Gurpreet Kharay: Going vegan isn't a foolproof way to be healthier, but we shouldn't ignore the benefits

Gurpreet Kharay

 

Gurpreet Kharay (Nutrition, 2009; Medicine, 2010) is a doctor in Adelaide, Australia.

There are many reasons for considering a vegetarian or vegan diet, from the environmental and ethical to the potential health benefits. Veganism, which differs from vegetarianism in avoiding all animal products including dairy, has become increasingly popular in the last decade and has been a major food trend this year. It isn’t only about food either, I was shopping on my local high street recently when the staff at a Doc Martens store directed me to the vegan shoe collection. Their sales pitch had me thinking twice about being a leather-goods consumer.

We are increasingly exposed to positive vegan messages at home too. When looking for dinner recipes online there is no shortage of ‘clean food’ vegan options. This kind of emotive language has often had me thinking twice about my ingredient list, perhaps replacing ‘unclean’ cheddar with vegan cheese.


There are a number of things you should consider if you are planning on extending Veganuary into long-term veganism. Unfortunately, due to the highly restrictive nature of the diet, vegans are at risk of being deficient in certain nutrients such as calcium and vitamin B12 usually found in dairy and meat respectively. Calcium is vital for healthy bone development and B12 has a role in DNA synthesis as well as helping to maintain a functioning nervous system. It is important that those on vegan diets ensure they eat enough calcium-rich foods like kale and soy and they are also advised to take B12 supplements. On the plus side, varied vegan diets are abundant in other nutrients and essential minerals, thanks to the inclusion of fresh fruit and vegetables.

There may be some significant health benefits to healthy vegetarian and vegan diets. They are thought to be cardioprotective as they are lower in cholesterol and higher in wholegrains and nuts. Recent studies have also shown a link between bowel cancer and that of a diet rich in red and processed meat and, although more research is required to confidently say vegan diets are cancer protective, we do know that consumption of legumes and fibre are thought to have preventative properties.

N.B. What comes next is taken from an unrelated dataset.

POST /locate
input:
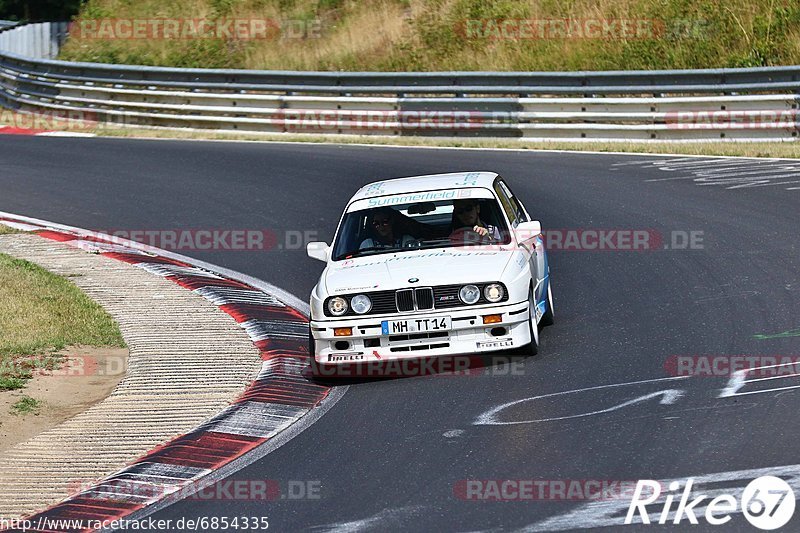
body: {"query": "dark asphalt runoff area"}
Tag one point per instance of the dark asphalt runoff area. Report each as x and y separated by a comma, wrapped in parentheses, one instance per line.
(395, 454)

Unfortunately, vegan eating is often seen as difficult or expensive. Perhaps for this reason, vegans in the west are typically young, female, educated and wealthy. This means many of those who could benefit from a vegan diet are missing out. It is well known, for example, that in industrialized countries mortality from cardiovascular disease is higher in the lower socioeconomic groups.

Equally important is the contribution a vegan lifestyle could have on helping protect the environment for the future generations. Global livestock accounts for around 15 percent of greenhouse emissions, production is expected to double by 2050.

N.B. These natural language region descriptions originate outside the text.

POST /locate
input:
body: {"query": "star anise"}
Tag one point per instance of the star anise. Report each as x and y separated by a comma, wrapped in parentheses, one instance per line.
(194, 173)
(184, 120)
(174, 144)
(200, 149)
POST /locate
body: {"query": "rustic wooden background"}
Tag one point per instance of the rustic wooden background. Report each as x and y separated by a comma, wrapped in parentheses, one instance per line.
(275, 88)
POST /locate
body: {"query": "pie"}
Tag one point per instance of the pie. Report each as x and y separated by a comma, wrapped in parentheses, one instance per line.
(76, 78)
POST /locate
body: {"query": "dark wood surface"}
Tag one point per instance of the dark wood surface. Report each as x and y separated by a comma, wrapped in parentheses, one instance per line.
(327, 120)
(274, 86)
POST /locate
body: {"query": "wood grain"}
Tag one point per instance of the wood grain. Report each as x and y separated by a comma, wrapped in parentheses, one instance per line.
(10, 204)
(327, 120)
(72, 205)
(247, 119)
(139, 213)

I’d be the first to admit going vegetarian, let alone vegan, would be very challenging for me. But when I think about my carbon footprint, I know my consumption of animal products is something I need to change. Veganuary might not be appealing to everybody, but it does offer an opportunity for us to consider the ways we can reduce our use of animal products. I won’t be going cold turkey (no pun intended), but one new year’s resolution I will be keeping is to cut back on the steak dinners.